2 Slices of Bacon Daily Shortens Life by a Decade?
An article by Stanford’s John Ioannidis, which called for radical reform of nutritional research and went viral in research circles, argues that most studies tying nutrients to health outcomes are bunk. Ioannidis illustrates his point by describing the real-life implications were we to assume studies of individual foods are legit:
...eating 12 hazelnuts daily would prolong life by 12 years (ie, 1 year per hazelnut), drinking 3 cups of coffee daily would achieve a gain of 12 years, and eating a single mandarin orange daily would add 5 years of life. Conversely, consuming 1 egg daily would reduce life expectancy by 6 years, and eating 2 slices of bacon daily would shorten life by a decade, an effect worse than smoking. Could these results possibly be true?

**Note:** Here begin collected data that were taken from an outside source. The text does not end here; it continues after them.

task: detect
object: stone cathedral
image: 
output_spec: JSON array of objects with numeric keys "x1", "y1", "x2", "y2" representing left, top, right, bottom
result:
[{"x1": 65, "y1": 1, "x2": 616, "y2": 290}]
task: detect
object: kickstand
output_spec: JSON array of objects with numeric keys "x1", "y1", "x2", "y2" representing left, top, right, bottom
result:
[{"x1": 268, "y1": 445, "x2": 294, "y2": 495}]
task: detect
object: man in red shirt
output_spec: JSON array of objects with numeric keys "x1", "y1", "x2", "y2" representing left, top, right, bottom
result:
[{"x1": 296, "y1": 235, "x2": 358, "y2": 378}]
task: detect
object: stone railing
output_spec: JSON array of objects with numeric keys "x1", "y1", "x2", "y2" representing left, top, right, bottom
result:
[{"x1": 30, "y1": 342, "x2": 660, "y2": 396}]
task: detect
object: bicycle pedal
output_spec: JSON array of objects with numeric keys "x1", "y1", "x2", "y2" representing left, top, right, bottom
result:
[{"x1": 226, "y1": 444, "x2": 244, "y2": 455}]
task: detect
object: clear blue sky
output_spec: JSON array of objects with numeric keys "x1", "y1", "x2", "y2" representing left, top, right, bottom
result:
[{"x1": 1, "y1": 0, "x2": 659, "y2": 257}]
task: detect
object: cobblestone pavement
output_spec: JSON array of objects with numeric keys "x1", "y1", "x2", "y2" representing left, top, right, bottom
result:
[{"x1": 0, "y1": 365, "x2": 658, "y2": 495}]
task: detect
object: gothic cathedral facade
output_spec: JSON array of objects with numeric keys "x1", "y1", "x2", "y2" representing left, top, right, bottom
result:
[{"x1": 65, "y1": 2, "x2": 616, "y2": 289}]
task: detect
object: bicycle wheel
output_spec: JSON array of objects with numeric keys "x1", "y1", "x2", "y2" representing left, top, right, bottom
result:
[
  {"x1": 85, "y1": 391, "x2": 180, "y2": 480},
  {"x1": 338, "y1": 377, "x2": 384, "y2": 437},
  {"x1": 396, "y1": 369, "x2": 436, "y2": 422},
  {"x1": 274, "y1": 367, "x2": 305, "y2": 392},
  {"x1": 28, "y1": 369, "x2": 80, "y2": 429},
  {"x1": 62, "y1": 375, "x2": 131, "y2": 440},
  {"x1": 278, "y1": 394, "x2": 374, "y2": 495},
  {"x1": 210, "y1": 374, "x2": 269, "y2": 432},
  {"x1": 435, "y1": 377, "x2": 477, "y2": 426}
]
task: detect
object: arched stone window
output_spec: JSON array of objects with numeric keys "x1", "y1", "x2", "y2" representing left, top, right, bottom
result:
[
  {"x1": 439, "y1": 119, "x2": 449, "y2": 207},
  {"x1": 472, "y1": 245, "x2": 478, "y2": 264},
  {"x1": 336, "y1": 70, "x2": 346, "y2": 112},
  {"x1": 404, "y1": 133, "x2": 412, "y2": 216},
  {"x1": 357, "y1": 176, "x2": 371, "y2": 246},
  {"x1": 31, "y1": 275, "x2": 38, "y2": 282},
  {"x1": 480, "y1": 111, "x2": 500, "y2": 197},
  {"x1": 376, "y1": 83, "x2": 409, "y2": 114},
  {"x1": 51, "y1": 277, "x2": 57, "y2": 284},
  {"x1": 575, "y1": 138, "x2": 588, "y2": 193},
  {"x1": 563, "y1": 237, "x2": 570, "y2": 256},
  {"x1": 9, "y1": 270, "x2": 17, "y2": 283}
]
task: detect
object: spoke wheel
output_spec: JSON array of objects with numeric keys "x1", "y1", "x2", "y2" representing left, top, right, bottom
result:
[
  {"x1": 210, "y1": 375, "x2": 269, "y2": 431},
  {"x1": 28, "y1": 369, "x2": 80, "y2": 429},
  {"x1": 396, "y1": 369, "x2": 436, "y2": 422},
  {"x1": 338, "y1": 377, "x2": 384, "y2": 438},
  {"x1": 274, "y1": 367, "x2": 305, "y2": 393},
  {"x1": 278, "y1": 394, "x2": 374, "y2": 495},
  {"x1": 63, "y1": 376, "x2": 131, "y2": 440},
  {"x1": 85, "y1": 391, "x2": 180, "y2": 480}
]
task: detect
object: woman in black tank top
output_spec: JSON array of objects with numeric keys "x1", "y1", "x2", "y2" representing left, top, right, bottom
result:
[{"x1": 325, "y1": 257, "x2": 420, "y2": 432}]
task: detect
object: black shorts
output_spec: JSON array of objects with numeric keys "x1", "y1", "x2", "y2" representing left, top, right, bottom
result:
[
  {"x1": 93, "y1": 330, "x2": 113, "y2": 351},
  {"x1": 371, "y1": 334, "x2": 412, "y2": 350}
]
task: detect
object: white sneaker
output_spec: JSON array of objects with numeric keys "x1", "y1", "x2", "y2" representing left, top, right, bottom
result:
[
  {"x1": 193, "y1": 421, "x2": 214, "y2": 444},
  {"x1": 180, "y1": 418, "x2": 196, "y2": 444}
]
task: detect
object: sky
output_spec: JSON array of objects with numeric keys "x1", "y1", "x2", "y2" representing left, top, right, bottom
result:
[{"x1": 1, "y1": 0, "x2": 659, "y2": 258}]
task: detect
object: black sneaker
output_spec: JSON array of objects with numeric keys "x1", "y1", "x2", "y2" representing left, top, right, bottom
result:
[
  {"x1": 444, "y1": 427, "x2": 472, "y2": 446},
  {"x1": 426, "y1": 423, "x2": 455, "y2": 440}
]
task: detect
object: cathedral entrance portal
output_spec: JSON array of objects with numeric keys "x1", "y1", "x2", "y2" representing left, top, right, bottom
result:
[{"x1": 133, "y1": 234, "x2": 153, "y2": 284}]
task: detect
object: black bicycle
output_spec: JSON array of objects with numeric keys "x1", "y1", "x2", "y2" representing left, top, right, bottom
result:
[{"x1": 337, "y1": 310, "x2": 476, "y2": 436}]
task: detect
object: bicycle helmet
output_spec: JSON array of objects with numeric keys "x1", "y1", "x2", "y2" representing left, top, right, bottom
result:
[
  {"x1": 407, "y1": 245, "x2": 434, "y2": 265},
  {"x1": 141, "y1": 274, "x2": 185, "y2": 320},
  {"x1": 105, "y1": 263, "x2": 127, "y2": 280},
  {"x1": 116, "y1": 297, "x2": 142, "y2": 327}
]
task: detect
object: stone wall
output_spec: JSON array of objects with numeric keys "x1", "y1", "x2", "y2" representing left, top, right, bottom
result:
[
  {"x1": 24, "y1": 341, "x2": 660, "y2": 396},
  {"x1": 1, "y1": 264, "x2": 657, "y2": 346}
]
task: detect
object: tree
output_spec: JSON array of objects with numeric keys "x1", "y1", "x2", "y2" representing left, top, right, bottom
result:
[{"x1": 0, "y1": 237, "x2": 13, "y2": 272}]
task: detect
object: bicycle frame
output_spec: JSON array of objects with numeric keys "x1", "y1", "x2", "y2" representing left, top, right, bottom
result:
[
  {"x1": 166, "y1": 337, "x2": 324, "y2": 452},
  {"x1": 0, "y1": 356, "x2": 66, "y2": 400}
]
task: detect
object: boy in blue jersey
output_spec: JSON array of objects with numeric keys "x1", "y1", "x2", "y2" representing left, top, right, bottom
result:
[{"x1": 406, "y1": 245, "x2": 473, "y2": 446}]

Ioannidis blames researchers' failure to properly account for confounding factors:
Relatively uncommon chemicals within food...may be influential. Risk-conferring nutritional combinations may vary by an individual's genetic background, metabolic profile, age, or environmental exposures. Disentangling the potential influence on health outcomes of a single dietary component from these other variables is challenging, if not impossible.
He also blames selective publication of studies that proclaim a correlation between a food and a health outcome over studies that show no correlation. And he throws shade on nutrition advocates...
Expert-driven guidelines shaped by advocates dictate what primary studies should report.
The Good News
But there's a valuable learning -- making this Number 9 on my list of Top 10 Wellness Stories of the year -- we can take from all these stories. The lessons from Ioannidis’ article and Huffpo's obesity article are essentially the same.
Pursuit of continuous improvement in the promotion of employee well-being demands skepticism.
We have to maintain idealism to believe we can do better. My New Year's resolution is to cultivate even more optimism in the pursuit of measurable progress, knowledge, and improvement. Join me?